Fun Fun Fun

Booksmart a film by Olivia Wilde.  With Kaitlyn Dever, Beanie Feldstein, Jessica Williams, Victoria Ruesga.  ****1/2

My first reaction was to be stunned at the sheer talent this movie displays.  The hilarious screenplay was written by four women.  How does that work?  Olivia Wilde’s direction—in her first crack at a full-length movie—is inventive and fast-paced but never frantic.  All of the acting is great.  The actors are good-looking.  They’re into their twenties, not the high school seniors they’re supposed to be, but even so, it’s incredible how talented they are at such young ages.

The plot is simple, and apparently belongs to a rich tradition of such high school movies, though I haven’t seen most of them.  Amy (Kaitlyn Dever) and Molly (Beanie Feldstein) are overachieving best friends at a raucous high school in Los Angeles.  Maybe it’s raucous because it’s the last day, but still.  They’ve sacrificed their social lives to their academic careers, and they’re not sorry; Amy is on her way to Columbia and Molly to Yale.  But as they discover on their last day (this sudden discovery is one unbelievable part of the script, but we gloss over it), their friends who have been goofing off got into good colleges too.  Or as one girl puts it: “I’m incredible at hand jobs but I also got 1560 on my SAT’s.”  Amy and Molly sacrificed their high school social lives unnecessarily.  They have one night to make up for it.

As you might expect from such nerds, they’re politically correct to the nth degree.  Amy is an out lesbian, though she’s never actually kissed a girl, and her parents (Lisa Kudrow and Will Forte) are cool with it.  They actually believe Amy and Molly are lovers.  The girls are just extremely good friends, even though they’re physically affectionate and talk openly about such subjects as how they masturbate and how many women are going to be “up” Amy’s vagina when she gets to Columbia.  Such dialogue was a tad startling to me, but I enjoyed it.  If there’s one aspect of the movie that does seem over the top, it’s how caring and understanding and just plain goofy and embarrassing Amy’s parents are (I say that as someone who once worked at Duke University, where helicopter parents are a dime a dozen).  Molly, on the other hand, seems to have no parents at all.

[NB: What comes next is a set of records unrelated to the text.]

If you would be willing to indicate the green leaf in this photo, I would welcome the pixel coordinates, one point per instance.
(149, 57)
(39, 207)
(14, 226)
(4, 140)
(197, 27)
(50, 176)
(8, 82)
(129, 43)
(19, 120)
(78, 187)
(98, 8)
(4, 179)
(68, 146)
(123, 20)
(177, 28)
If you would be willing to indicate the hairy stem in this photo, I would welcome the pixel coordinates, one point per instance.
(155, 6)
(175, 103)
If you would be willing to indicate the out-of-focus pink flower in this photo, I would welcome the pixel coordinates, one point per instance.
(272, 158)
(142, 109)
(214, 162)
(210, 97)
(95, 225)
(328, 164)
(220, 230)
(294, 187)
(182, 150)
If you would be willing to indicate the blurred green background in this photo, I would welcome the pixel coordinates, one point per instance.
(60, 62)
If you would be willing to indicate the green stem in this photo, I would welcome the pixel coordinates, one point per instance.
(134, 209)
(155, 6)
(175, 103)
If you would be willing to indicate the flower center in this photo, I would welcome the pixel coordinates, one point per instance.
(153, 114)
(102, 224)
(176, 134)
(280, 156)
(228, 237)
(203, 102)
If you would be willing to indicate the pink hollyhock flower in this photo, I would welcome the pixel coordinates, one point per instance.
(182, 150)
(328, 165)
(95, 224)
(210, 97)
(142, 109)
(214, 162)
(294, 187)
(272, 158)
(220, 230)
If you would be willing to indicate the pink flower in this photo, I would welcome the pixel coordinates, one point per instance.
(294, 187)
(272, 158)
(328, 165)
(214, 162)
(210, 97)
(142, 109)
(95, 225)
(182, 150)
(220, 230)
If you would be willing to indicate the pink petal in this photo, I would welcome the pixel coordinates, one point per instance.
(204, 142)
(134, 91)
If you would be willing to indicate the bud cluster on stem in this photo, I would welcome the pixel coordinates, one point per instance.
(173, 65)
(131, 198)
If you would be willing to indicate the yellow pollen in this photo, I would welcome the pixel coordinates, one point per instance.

Amy has a crush on a cute girl named Ryan (Victoria Ruesga), though she hasn’t done much to let her know.  Molly secretly has a crush on the student body vice president—she was the president—though she hasn’t let even Amy know that.  They head off into the night hoping to do something about these attractions, at least to admit to them, but all kinds of roadblocks are thrown in their way, starting with the fact that they don’t know the address of the major graduation party.  But it’s not the Destination, it’s the Journey, as Ralph Waldo Emerson may or may not have said, so the girls head off into the night.

Everything about the parties they go to, the people they see, is completely over the top; this is one wealthy community, where a kid actually has a huge yacht for the evening, and all kinds of servants.  The school’s thespians are flamingly gay (instead of being closeted as they were in my day) and stage a role-playing party of their own.  And the cast of high school seniors is populated by stock characters: the kid who is trying to buy everyone’s friendship, the girl who will try anything, the class slut (named Triple A because she gives roadside assistance), the cool teacher everyone loves, the worn-out cynical principal.  People who begin as stock characters eventually prove they have another side.  They all wind up halfway human.

Ultimately, though, inasmuch as this is a serious movie—which is not very much—it’s a portrait of female friendship.  The focus is on Amy and Molly from beginning to end.  And though people seem to be indulging in outrageous ways, at least with drinking if not with drugs, and in an atmosphere that verges on being an orgy rather than a high school party, nobody gets hurt, or falling down drunk, or OD’s.  Even when the police show up it’s essentially a comic moment.

I keep coming back to the script and direction.  The overwhelming feeling of this movie is that it’s funny, and fun.  Of course there’s not a high school class in the world where everybody is this talented and good-looking—think back to your own class—but we suspend disbelief because we’re enjoying ourselves so much.  If this is the new generation of Hollywood actors, they can definitely do comedy, at least comedy about privileged teenagers in L.A.  It will be interesting to see what else they’ve got.